Yo, que colecciono palabras desde que era niña, que me las invento cuando no me alcanzan las que tengo para dibujar lo que veo, yo, que persigo los idiomas, que los huelo, que los toco, que los acoso, que me matan cuando no los entiendo y que los mato cuando los hablo sin entenderlos. A mí, que nunca encontré la oportunidad de no encontrar el vocablo necesario para nombrar lo que sentía..., me faltan las palabras para explicar la paz que me dio su abrazo.

La realidad de una piel, esa corteza que poseemos con terminaciones nerviosas capaces de hacernos sentir el cielo o el infierno, esa cáscara que testimonia el paso del tiempo, a la que untamos con crema hidratante, y maquillamos para que no se vea la verdad. Ese traje de maravilloso diseño que paseamos tan ajenos a su complicada tecnología. Nuestro cuerpo. Un templo hecho para un abrazo y aquel cielo redentor que negamos y dudamos media vida sí y otra media vida no, se hace patente, te acoge, y aquí paz y después gloria...

—Hay un vigilante que no va a permitirnos arrumacos... Vamos.

Si yo hubiera ignorado a aquel sheriff aeroportuario, me hubiera detenido a besarlo, a saborearlo largamente, a saciar el anhelo que tenía de él. Pero siempre he sido asquerosamente disciplinada y no soporto que me llamen al orden cuando sé que el otro tiene razón. Todavía no estoy preparada para saltarme las normas. Para utilizar la sed de libertad que llevo en las tripas. Han sido muchos años de Farinelli, de amor de hogar, de mantillas y de mentiras, de una historia que nunca podré contarle del todo a mi hija o a las chicas que pelean por lo suyo.

Fuimos hacia la casa de la tía. Lo cogí de la mano cuando abrí la puerta con mi llave y le mostré los cambios que había hecho, las fotos que había encontrado, las cartas, el cuaderno rojo de mi infancia con la dolorosa confesión de la tía, el lugar donde se murió de amor la tía Carmen soñando a Ángel, su padre, los rincones en los que se refugiaba a llorar por aquel destino de renuncias, el lugar que ocupó la cama donde soñó que él venía a abrazarla tantas y tantas noches...

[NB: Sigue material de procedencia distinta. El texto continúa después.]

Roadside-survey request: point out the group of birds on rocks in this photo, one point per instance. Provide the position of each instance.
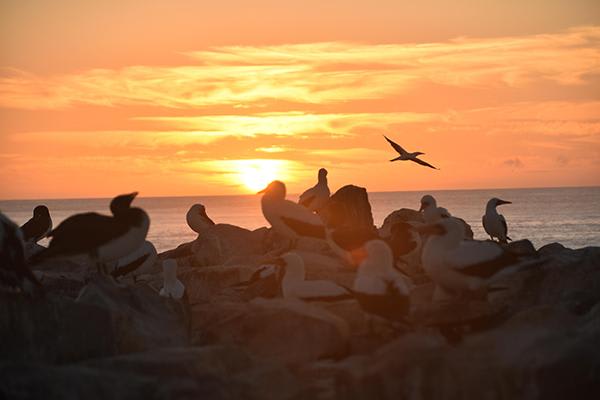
(117, 245)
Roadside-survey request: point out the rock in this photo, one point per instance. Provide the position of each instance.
(551, 249)
(521, 248)
(203, 284)
(53, 329)
(141, 319)
(286, 330)
(348, 207)
(215, 372)
(401, 215)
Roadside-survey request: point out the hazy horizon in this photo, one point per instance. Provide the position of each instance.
(172, 98)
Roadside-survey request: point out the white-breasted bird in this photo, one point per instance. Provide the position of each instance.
(406, 156)
(172, 287)
(197, 219)
(380, 289)
(317, 196)
(495, 223)
(458, 265)
(431, 211)
(288, 218)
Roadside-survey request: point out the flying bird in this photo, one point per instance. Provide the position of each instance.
(14, 272)
(38, 226)
(379, 289)
(494, 223)
(288, 218)
(103, 238)
(197, 218)
(317, 196)
(406, 156)
(172, 287)
(431, 212)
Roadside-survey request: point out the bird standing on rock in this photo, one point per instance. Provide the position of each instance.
(494, 223)
(197, 219)
(406, 156)
(102, 238)
(379, 289)
(458, 265)
(317, 196)
(288, 218)
(39, 226)
(14, 271)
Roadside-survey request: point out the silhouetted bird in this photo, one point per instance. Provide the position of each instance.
(494, 223)
(406, 156)
(14, 272)
(288, 218)
(317, 196)
(103, 238)
(38, 226)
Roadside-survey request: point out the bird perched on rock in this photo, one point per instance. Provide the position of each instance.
(172, 287)
(431, 212)
(379, 289)
(38, 226)
(495, 223)
(406, 156)
(197, 219)
(458, 265)
(317, 196)
(102, 238)
(288, 218)
(294, 283)
(14, 272)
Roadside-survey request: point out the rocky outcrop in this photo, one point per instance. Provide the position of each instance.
(348, 207)
(285, 330)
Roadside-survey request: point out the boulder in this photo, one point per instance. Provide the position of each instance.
(286, 330)
(141, 319)
(215, 372)
(348, 207)
(521, 248)
(54, 329)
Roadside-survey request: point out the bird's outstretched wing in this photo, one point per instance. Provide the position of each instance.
(395, 145)
(419, 161)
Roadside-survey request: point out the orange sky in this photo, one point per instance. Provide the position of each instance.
(192, 98)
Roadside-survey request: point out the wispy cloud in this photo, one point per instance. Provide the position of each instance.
(316, 73)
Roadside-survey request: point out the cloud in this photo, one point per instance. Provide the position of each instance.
(514, 163)
(316, 73)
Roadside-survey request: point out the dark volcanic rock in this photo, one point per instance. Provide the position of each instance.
(53, 329)
(190, 373)
(348, 207)
(142, 319)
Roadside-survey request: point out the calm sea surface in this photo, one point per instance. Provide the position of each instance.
(570, 216)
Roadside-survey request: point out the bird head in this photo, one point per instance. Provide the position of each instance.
(427, 201)
(275, 190)
(122, 202)
(494, 202)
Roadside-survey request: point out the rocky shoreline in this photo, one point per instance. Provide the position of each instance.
(97, 339)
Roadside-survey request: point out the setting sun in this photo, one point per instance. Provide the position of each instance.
(257, 174)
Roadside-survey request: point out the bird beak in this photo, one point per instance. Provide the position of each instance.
(431, 229)
(358, 255)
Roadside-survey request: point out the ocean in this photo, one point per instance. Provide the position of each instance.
(570, 216)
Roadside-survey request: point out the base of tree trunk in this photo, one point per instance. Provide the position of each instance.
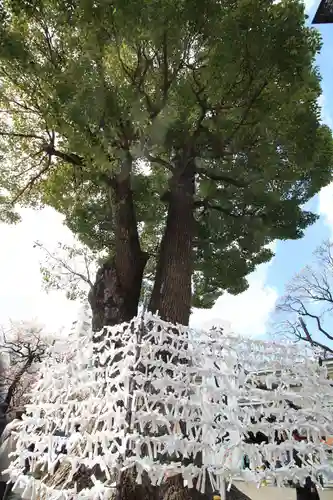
(172, 489)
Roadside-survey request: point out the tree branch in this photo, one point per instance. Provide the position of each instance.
(220, 177)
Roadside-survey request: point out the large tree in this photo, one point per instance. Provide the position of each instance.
(174, 133)
(179, 136)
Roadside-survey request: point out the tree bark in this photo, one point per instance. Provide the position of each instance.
(114, 298)
(171, 296)
(172, 292)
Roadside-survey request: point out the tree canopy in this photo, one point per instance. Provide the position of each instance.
(94, 90)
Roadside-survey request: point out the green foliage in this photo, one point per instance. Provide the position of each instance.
(231, 84)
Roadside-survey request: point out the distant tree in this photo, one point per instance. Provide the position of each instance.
(305, 312)
(22, 348)
(70, 268)
(175, 134)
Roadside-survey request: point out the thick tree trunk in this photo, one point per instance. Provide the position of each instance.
(171, 296)
(115, 295)
(172, 292)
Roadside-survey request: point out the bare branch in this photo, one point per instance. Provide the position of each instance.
(310, 295)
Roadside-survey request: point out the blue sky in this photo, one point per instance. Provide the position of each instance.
(291, 256)
(22, 296)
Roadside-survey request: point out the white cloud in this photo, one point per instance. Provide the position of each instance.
(326, 206)
(21, 294)
(246, 313)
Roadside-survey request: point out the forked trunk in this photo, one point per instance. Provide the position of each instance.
(171, 295)
(115, 295)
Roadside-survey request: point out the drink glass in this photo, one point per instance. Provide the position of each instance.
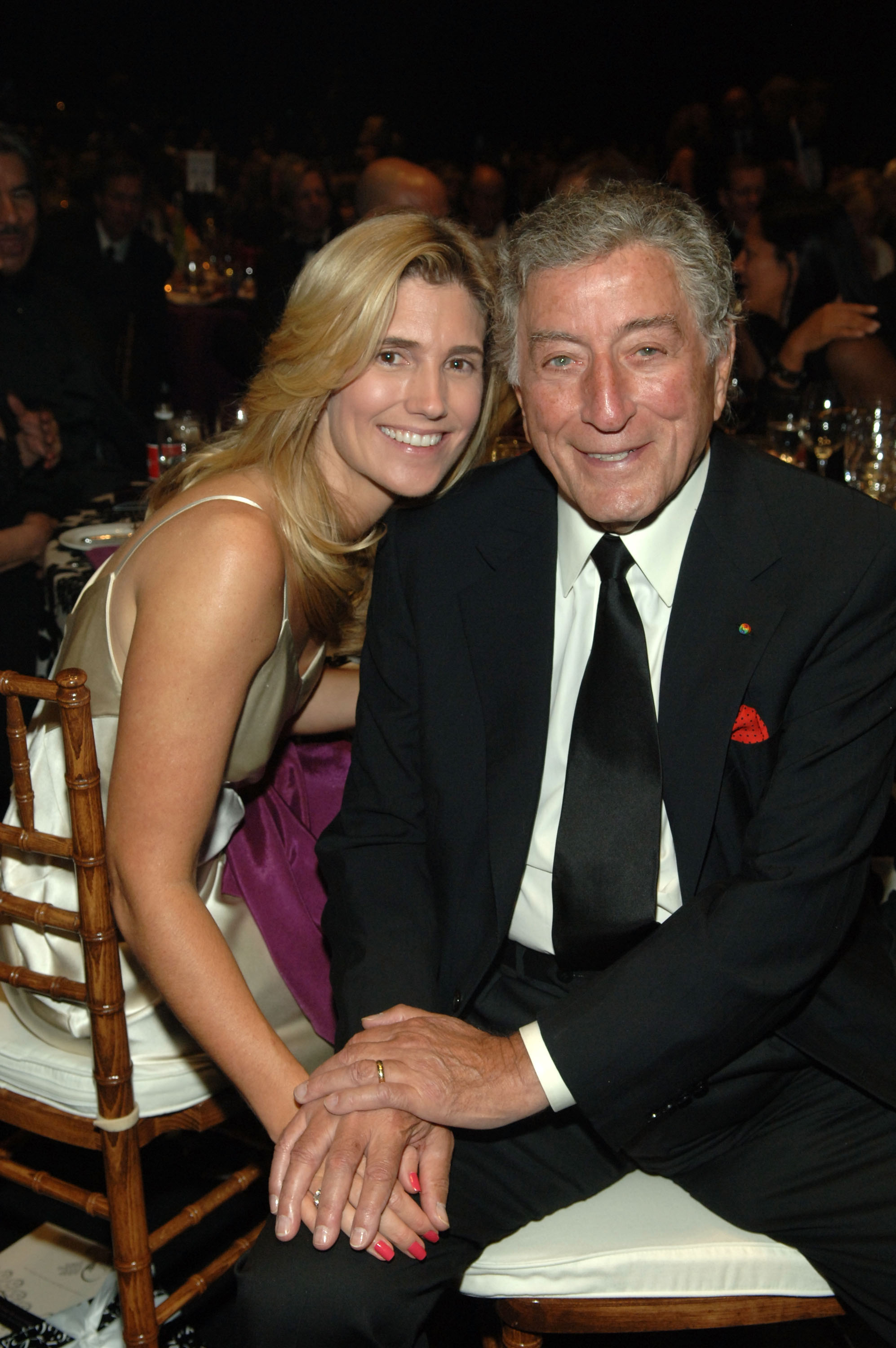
(825, 424)
(786, 439)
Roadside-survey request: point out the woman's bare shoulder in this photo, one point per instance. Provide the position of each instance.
(205, 528)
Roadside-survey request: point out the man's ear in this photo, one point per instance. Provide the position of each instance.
(519, 398)
(724, 374)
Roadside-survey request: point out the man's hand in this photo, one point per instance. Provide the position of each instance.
(38, 435)
(25, 542)
(390, 1142)
(435, 1067)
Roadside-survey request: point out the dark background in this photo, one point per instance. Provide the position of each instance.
(454, 77)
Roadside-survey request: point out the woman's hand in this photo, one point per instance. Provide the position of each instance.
(404, 1224)
(390, 1152)
(830, 323)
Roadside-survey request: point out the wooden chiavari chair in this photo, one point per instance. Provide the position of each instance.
(118, 1131)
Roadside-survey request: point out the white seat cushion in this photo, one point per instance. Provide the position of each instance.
(640, 1238)
(65, 1080)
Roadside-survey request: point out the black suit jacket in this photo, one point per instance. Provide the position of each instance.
(126, 302)
(425, 860)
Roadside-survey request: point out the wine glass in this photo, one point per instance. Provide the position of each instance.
(825, 424)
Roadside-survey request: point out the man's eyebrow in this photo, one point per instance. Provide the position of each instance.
(410, 344)
(638, 325)
(554, 335)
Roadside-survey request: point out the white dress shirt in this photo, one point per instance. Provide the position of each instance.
(658, 549)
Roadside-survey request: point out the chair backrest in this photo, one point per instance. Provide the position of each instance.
(93, 922)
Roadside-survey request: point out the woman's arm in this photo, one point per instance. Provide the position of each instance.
(332, 704)
(864, 371)
(207, 611)
(837, 321)
(208, 603)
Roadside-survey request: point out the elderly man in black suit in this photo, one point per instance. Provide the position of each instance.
(120, 271)
(599, 886)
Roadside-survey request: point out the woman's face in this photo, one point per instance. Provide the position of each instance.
(404, 422)
(763, 274)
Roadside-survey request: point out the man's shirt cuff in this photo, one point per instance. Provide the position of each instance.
(553, 1084)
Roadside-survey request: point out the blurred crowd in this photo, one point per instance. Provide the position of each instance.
(142, 269)
(110, 236)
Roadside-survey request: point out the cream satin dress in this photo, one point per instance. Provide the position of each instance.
(45, 1046)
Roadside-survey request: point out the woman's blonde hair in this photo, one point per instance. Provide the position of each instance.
(337, 315)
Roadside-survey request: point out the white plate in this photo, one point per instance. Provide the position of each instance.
(87, 537)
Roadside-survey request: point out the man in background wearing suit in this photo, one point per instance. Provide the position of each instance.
(599, 885)
(120, 273)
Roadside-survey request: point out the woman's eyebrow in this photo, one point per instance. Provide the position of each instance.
(410, 344)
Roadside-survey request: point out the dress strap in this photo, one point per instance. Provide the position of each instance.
(244, 501)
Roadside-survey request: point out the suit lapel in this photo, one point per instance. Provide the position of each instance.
(508, 621)
(709, 660)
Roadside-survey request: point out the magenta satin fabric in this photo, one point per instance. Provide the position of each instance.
(273, 866)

Hablamos. Interrumpíamos una frase para besarnos. La retomábamos y volvíamos a hablar, de su padre, de sus promesas y también de sus mentiras. Hablamos de la impotencia, de la libertad, de la jodida historia que fue el corsé del amor de Ángel y Carmen. Hablamos de nosotros. De las renuncias, de los deberes, de las verdades y de los sueños. Pregunté, y volví a preguntar. Nos amábamos. Casi sin distinguir las fronteras de nuestra historia y la de ellos. Y volvíamos sobre nuestras palabras, enderezando narraciones, iluminando rincones, limpiando las heridas. Nos amábamos.

Estuvimos tres días desenredando la madeja, tamizando la verdad de la mentira, la mentira de la verdad, él con aquel acento suave, maltratando el castellano de Cervantes con el cuidado y la gracia con que lo hacen los que lo aman. Hablamos de él y de mí. Hablamos de ese caprichoso destino que hace que todos los que deban encontrarse y reconocerse en esta vida lo hagan. Hablamos hasta que pudimos dejar todas las vidas más o menos en paz.